Auf der Suche nach den verlorenen Vögeln

1. Februar 2012 Rosemarie Schmitt
Bildteil

Sie ahnen nicht, liebe Leser, wie lange ich an diesem Beitrag schrieb! Wenn ich über CDs berichte, so höre ich mir diese selbstverständlich zunächst einmal an, dann, während die Aufnahme ein weiteres Mal läuft, beginne ich mit dem Schreiben. Ich betreibe keine Recherchen, lese keine Pressetexte und keine Rezensionen zu der betreffenden Aufnahme. Ich möchte, frei von der Meinung anderer, in die Musik und anschließend in mich hinein hören. So ist der Plan. Doch der ging in diesem speziellen Falle nicht auf, er erfuhr fortwährend eine Änderung.

Es nahm seinen Verlauf bereits bei dem ersten Titel "Dunerem Negrito", einem Schlaflied! Sie ahnen es bereits? Sicher, doch ebenso sicher ist: Sie ahnen Falsches! Dieses argentinische Schlaflied, welches Philippe Jaroussky, einer der begnadetsten Countertenöre unserer Zeit hier vorträgt, ist so wundervoll, so melodisch, so rhythmisch und liebenswert, daß ich an Vieles denke, außer daran ein Nickerchen zu machen oder gar zu schreiben. Ich höre und höre. Was um alles in der Welt ist das? Klassik? Barock? Weltmusik? Zeitgenössisches? Südamerikanisches? Tänze? Lieder? All dies höre ich. Höre und genieße, bis es Abend wird, ich die CD zum ich weiß nicht wievielten Male gehört, und keine einzige Zeile geschrieben habe.

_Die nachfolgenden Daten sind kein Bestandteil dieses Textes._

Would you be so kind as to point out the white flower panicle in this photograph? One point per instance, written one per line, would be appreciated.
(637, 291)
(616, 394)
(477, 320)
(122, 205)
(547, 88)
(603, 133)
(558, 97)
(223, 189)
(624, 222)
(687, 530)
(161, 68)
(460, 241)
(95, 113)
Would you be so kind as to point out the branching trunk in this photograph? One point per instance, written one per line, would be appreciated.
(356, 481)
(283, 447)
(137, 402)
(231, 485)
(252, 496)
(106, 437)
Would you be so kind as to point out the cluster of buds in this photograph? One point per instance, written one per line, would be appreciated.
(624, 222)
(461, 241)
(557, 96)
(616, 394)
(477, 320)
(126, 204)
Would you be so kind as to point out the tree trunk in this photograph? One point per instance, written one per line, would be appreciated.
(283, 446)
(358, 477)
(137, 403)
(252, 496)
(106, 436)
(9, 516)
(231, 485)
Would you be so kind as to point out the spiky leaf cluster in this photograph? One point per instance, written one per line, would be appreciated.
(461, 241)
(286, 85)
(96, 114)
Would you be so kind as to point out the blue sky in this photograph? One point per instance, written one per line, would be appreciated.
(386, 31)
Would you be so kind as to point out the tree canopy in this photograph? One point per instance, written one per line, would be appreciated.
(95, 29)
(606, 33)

"Los Pájaros perdidos" (spanisch: die verlorenen Vögel) ist das aktuelle Projekt der Österreicherin Christina Pluhar und ihrem im Jahre 2000 gegründeten Ensemble L’Arpeggiata. Christina Pluhar, die mittlerweile in Paris lebt, ist eine herausragende Barock-Harfenistin. Zunächst studierte sie in Graz Konzertgitarre, entdeckte dann ihre Liebe zur Barockmusik, wechselte zur Laute und später zur Barockharfe. Es heißt, sie sei eine der gefragtesten Musikerinnen der Alte-Musik-Szene. Doch wenn Sie "Los Pájaros perdidos" (Virgin-Classics, Vertrieb: Q-rious-Music) gehört haben, werden auch Sie sagen: von wegen Alte Szene! Diese Musik und Ihre Interpreten sind der Ausbund südamerikanischer Lebensfreude!

Sie leben, spielen und singen im Hier und Heute! Seien es Kompositionen von Antonio Soler (geboren 1729), von Astor Piazzolla ( geboren 1921) oder von der im Januar 2005 verstorbenen Consuelo Velázquez, es ist ein Feuerwerk und ein Klangfest, sowohl rauschend als auch berauschend! Sei es der Polo (kein Fahrzeug - dieser Polo ist eine Musikform, die aus dem oriente venezolano, der Stadt Coro im Staate Falcón stammt! Bringt Sie vielleicht aber weiter, als das Automobil), der Bolero, der Pajarillo, der Fandango (Fango: evtl. anschließend wohltuend) oder der Zamba (keine Gemeinsamkeit mit dem Ramba-Zamba, da ein majestätischer Paartanz), man hört und spürt es: diese Musiker haben Spaß und mögen sich!

Sie verstehen einander, unabhängig Ihrer Muttersprache, denn ihre gemeinsam Sprache ist die Musik! Vergessen Sie das babylonische Sprachgewirr! Man hätte die Leute in Babel sollen singen, statt sprechen lassen, dann hätte es vermutlich mit dem Turmbau auch besser geklappt! Musik für heute auf Instrumenten von gestern, ach, was sag ich, von vorgestern! Die "Saiten-Weise" Christina Pluhar, ihre 10 "L’Arpeggiatas" und die Gastmusiker Philippe Jaroussky, Lucilla Galeazzi, Luciana Mancini, Vincenzo Capezzuto und Raquel Andueza zaubern einen unvergleichlichen Latin-Sound sowohl mit ihren Stimmen, als auch mit Instrumenten wie dem Psalterion, der Barockharfe, der Barockgitarre oder der Erzlaute! Saitenweise Ba-Rock-Vergnügen!

So, und nachdem es dann doch mit dem Schreiben noch geklappt hat, werde ich mich entspannen bei einem meiner liebsten Lieder: "Como la Zigarre", gesungen von Philippe Jaroussky und Raquel Andueza. Der Beitrag ist geschrieben und die verlorenen Vögel werde ich nun nicht mehr suchen müssen, denn diese wundervollen farben- und lebensfrohe Geschöpfe hat Christina Pluhar gefunden und für uns alle frei gelassen!